The tax season is on, and most of you would be planning your investments in tax saving avenues to reduce your tax outgo. One of their preferred options is the public provident fund (PPF), whereby investors get a fixed interest rate (currently at 8%) for investing their money for an investment horizon of 15 years. But what if we tell you that the same money, if invested in an equity-linked savings scheme (ELSS) for a similar long duration, has the ability to generate relatively higher returns.
ELSS is a popular tax saving option under section 80C and has a statutory lock-in period of 3 years and up to Rs 1.5 lakhs can be invested in this scheme to qualify for tax deduction under section 80C of Income Tax Act.
Wealth Creation through ELSS
Every year the Government let us set aside some money into the PPF and we did so dutifully and gladly.
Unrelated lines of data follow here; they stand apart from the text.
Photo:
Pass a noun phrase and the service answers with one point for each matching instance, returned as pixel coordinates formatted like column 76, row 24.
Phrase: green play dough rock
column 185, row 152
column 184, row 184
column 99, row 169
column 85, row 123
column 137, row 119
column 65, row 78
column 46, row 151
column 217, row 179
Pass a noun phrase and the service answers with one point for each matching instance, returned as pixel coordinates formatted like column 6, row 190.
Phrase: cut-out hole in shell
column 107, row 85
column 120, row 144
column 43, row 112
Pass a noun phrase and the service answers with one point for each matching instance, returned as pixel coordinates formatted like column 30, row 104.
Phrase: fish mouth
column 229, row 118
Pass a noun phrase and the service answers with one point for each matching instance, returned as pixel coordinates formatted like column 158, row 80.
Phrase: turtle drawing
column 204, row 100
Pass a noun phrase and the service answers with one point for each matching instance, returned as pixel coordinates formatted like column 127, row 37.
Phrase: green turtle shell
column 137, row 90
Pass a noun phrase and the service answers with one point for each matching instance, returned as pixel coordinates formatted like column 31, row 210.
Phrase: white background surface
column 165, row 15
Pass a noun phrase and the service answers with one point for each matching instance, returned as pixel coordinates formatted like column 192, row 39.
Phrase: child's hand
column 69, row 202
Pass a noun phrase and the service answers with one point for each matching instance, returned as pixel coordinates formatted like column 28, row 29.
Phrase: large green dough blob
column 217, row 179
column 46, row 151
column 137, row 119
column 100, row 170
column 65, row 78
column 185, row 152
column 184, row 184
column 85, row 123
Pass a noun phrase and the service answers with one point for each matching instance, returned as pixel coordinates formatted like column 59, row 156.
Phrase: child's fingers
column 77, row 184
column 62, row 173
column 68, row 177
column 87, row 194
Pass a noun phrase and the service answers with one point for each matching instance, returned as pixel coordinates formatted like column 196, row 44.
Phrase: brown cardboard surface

A tax exemption became a ritual and a pleasant one at that – we were providing for our future. But what would have happened if we’d put this money to work in equity instead? We put this question to test by analyzing 20 years of data, ranging from 1999 to 2018. We analyzed two competitors of the PPF, Equity Linked Savings Scheme (ELSS) and a pure index investment.
For the sake of parity, we took the average returns of the ELSS category. So, we considered Rs1.5 lakh investment every year (making the total invested corpus Rs 30 lakhs), starting in 1999 and ending in 2018.
The return on PPF came out to be Rs. 77.8 lakh, while an investment in an ELSS fund would’ve added up to a whopping Rs. 2.3 crore, almost 3 times higher! Whereas, simply investing in the index would have given a decent return of Rs. 1.5 crore, which is almost double than PPF returns.
Map ELSS investments with your financial goals across life stages
The prime purpose of investing in ELSS is to reduce the tax outgo. But the corpus generated out of a prudent ELSS investment can also be used to fulfill key financial goals. Investors can sync their ELSS investments to attain goals across life stages such as building a retirement corpus, saving for their child’s education, buying a car or making a down payment for their house.
So, it is not a bad idea to get out of one’s comfort zone and explore the ELSS route for saving taxes and creating wealth.